Boissonnas A, Fetler L, Zeelenberg IS, Hugues S, Amigorena S - J. Exp. Med. (2007)

Bottom Line: We use a combination of two-photon intravital microscopy and immunofluorescence on ordered sequential sections to analyze the infiltration and destruction of solid tumors by CTLs.We show that in the periphery of a thymoma growing subcutaneously, activated CTLs migrate with high instantaneous velocities.CTLs migrating along blood vessels preferentially adopt an elongated morphology.

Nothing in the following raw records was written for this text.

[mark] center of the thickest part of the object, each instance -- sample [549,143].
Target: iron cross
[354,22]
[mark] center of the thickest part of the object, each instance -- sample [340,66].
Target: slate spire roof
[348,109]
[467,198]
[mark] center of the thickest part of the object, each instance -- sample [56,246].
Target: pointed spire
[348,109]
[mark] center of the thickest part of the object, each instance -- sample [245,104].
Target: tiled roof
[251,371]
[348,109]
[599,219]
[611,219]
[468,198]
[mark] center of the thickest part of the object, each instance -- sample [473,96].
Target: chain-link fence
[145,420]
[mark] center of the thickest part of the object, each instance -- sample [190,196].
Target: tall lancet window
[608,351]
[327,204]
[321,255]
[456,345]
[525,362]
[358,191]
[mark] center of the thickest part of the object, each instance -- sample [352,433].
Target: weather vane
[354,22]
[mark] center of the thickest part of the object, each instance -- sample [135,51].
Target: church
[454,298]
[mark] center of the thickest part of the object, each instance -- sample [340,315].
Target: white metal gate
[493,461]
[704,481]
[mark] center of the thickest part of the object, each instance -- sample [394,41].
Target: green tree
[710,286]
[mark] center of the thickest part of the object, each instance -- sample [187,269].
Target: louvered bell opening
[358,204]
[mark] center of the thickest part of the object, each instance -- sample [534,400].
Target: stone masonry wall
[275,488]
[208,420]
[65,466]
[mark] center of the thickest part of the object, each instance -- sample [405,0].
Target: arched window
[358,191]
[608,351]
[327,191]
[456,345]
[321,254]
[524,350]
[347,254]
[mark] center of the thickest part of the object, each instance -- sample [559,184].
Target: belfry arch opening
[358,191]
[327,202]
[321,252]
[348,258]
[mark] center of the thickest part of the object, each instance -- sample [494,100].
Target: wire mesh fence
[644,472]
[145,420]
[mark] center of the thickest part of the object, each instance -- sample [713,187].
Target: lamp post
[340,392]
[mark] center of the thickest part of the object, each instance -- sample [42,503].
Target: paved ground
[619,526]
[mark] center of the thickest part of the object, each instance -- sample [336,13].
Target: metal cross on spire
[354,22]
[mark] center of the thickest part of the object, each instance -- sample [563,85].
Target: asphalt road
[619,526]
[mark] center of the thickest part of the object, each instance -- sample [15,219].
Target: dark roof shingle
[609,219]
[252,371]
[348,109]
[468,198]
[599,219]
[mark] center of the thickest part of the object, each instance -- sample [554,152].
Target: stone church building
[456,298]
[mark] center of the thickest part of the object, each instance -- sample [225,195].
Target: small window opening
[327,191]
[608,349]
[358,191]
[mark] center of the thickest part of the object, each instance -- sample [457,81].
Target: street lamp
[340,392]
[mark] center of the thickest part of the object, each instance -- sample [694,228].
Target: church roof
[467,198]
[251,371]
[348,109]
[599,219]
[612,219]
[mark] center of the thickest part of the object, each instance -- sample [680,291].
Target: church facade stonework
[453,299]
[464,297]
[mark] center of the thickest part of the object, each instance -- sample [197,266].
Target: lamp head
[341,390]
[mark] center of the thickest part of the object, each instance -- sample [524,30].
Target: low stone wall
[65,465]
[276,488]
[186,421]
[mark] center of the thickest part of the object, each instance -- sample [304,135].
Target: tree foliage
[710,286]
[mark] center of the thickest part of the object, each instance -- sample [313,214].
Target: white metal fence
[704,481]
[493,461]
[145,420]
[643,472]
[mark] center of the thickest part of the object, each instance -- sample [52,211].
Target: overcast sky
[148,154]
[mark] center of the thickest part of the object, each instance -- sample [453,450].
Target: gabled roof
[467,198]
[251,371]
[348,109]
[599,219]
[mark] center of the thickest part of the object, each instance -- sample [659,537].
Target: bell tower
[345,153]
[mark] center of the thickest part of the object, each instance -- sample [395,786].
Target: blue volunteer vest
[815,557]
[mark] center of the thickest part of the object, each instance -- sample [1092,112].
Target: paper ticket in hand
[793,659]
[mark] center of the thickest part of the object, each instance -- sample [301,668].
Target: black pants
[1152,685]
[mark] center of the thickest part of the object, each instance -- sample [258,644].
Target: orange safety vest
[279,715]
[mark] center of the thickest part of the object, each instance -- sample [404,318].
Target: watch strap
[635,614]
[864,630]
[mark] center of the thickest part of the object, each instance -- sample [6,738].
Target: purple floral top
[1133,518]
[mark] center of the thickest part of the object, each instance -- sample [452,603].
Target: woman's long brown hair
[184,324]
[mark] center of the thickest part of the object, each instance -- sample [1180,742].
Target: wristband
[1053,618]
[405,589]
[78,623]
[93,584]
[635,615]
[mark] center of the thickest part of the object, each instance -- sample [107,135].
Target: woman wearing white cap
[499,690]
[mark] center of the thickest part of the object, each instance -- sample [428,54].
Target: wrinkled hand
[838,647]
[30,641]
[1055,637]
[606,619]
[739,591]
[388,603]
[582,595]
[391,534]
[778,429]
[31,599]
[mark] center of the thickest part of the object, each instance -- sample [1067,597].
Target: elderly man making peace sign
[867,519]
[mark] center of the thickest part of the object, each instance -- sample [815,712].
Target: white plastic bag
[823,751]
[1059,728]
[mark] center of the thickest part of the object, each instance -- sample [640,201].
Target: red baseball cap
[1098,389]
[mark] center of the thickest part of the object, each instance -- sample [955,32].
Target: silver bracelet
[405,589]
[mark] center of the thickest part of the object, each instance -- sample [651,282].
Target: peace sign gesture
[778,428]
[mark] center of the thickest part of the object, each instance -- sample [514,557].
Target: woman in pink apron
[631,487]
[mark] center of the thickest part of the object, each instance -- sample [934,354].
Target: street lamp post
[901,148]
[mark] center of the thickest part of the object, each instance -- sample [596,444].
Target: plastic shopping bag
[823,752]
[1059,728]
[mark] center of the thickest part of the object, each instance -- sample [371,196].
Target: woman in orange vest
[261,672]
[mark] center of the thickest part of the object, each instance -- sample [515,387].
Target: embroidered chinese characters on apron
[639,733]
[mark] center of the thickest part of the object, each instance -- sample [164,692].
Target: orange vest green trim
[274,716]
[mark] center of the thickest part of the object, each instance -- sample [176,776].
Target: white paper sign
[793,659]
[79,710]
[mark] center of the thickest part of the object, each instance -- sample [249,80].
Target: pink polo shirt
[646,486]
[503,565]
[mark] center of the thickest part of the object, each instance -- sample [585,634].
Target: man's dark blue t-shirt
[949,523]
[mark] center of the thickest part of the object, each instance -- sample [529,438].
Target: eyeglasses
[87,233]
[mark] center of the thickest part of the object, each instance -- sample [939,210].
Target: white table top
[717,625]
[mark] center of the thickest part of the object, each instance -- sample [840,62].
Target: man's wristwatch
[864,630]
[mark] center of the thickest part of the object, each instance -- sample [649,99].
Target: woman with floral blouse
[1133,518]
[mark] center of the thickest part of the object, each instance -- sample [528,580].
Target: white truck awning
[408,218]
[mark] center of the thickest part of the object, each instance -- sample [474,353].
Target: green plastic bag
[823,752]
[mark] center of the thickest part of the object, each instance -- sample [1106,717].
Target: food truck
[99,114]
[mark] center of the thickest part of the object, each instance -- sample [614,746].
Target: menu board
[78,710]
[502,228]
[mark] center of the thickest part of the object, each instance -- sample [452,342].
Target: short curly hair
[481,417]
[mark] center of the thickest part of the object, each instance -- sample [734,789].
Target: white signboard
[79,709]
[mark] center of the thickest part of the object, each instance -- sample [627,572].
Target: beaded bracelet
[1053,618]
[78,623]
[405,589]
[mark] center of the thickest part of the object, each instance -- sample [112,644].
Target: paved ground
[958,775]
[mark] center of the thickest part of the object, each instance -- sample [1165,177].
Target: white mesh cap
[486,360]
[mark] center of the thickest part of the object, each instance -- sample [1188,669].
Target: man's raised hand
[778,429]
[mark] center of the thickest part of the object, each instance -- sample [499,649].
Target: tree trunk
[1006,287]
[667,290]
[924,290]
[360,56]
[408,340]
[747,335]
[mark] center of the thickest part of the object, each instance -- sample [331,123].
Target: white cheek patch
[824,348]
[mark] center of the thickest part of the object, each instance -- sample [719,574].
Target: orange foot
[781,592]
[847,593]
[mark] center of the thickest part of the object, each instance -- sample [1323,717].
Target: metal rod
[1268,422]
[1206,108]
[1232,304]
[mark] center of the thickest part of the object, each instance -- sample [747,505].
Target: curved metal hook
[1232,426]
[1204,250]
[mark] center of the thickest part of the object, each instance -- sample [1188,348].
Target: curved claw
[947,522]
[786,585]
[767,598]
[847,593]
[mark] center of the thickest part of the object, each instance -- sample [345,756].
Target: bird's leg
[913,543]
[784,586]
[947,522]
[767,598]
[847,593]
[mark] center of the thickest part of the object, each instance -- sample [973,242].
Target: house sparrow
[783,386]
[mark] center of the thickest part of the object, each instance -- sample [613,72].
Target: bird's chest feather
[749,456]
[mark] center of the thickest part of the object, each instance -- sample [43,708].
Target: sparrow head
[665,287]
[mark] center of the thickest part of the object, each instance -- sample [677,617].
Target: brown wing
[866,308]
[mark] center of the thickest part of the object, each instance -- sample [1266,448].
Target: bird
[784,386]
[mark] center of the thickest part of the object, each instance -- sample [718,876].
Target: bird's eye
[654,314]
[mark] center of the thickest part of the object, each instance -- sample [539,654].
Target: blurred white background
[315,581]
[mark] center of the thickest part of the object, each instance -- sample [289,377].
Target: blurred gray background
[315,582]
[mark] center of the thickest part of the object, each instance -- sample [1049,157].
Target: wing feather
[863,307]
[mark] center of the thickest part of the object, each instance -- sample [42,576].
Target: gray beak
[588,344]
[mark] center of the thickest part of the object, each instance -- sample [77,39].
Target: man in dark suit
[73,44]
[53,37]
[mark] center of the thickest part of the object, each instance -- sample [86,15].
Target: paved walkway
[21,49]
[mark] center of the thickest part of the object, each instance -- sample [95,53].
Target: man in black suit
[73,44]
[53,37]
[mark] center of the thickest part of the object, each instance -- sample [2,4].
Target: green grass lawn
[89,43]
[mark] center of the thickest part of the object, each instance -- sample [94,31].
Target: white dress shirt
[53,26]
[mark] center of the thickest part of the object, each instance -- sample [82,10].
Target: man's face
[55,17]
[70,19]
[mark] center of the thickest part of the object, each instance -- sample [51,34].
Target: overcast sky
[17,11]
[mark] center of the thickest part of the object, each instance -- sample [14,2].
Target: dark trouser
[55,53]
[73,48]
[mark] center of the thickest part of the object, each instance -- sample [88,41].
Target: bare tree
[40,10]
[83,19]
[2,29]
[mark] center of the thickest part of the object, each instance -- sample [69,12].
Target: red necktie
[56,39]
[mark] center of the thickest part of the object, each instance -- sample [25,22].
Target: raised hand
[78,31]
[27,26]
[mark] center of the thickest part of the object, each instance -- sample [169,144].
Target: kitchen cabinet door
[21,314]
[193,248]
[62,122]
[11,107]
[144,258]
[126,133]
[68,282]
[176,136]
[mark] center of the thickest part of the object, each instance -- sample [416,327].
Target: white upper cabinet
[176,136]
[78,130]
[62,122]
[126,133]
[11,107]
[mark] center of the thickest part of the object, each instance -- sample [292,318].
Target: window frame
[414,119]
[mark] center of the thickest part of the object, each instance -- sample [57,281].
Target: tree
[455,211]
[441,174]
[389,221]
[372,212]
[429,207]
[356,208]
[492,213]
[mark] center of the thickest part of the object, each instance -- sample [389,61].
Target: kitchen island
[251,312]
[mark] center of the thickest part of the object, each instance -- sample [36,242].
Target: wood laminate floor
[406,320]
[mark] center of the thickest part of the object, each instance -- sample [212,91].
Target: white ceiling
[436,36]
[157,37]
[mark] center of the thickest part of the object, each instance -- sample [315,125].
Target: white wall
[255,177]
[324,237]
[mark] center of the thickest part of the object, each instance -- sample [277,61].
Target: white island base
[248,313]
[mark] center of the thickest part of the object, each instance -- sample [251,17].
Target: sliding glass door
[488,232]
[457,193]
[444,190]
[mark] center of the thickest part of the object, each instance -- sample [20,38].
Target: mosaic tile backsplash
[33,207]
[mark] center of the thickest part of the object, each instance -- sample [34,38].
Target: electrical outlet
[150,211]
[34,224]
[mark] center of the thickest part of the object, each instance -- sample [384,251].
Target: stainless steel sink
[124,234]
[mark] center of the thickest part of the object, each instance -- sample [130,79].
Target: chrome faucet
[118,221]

View Article: PubMed Central - PubMed

Affiliation: Institut National de la Santé et de la Recherche Médicale U653, Immunité et Cancer, Pavillon Pasteur, Institut Curie, F-75245 Paris Cedex 05, France.

ABSTRACT
Although the immune system evolved to fight infections, it may also attack and destroy solid tumors. In most cases, tumor rejection is initiated by CD8(+) cytotoxic T lymphocytes (CTLs), which infiltrate solid tumors, recognize tumor antigens, and kill tumor cells. We use a combination of two-photon intravital microscopy and immunofluorescence on ordered sequential sections to analyze the infiltration and destruction of solid tumors by CTLs. We show that in the periphery of a thymoma growing subcutaneously, activated CTLs migrate with high instantaneous velocities. The CTLs arrest in close contact to tumor cells expressing their cognate antigen. In regions where most tumor cells are dead, CTLs resume migration, sometimes following collagen fibers or blood vessels. CTLs migrating along blood vessels preferentially adopt an elongated morphology. CTLs also infiltrate tumors in depth, but only when the tumor cells express the cognate CTL antigen. In tumors that do not express the cognate antigen, CTL infiltration is restricted to peripheral regions, and lymphocytes neither stop moving nor kill tumor cells. Antigen expression by tumor cells therefore determines both CTL motility within the tumor and profound tumor infiltration.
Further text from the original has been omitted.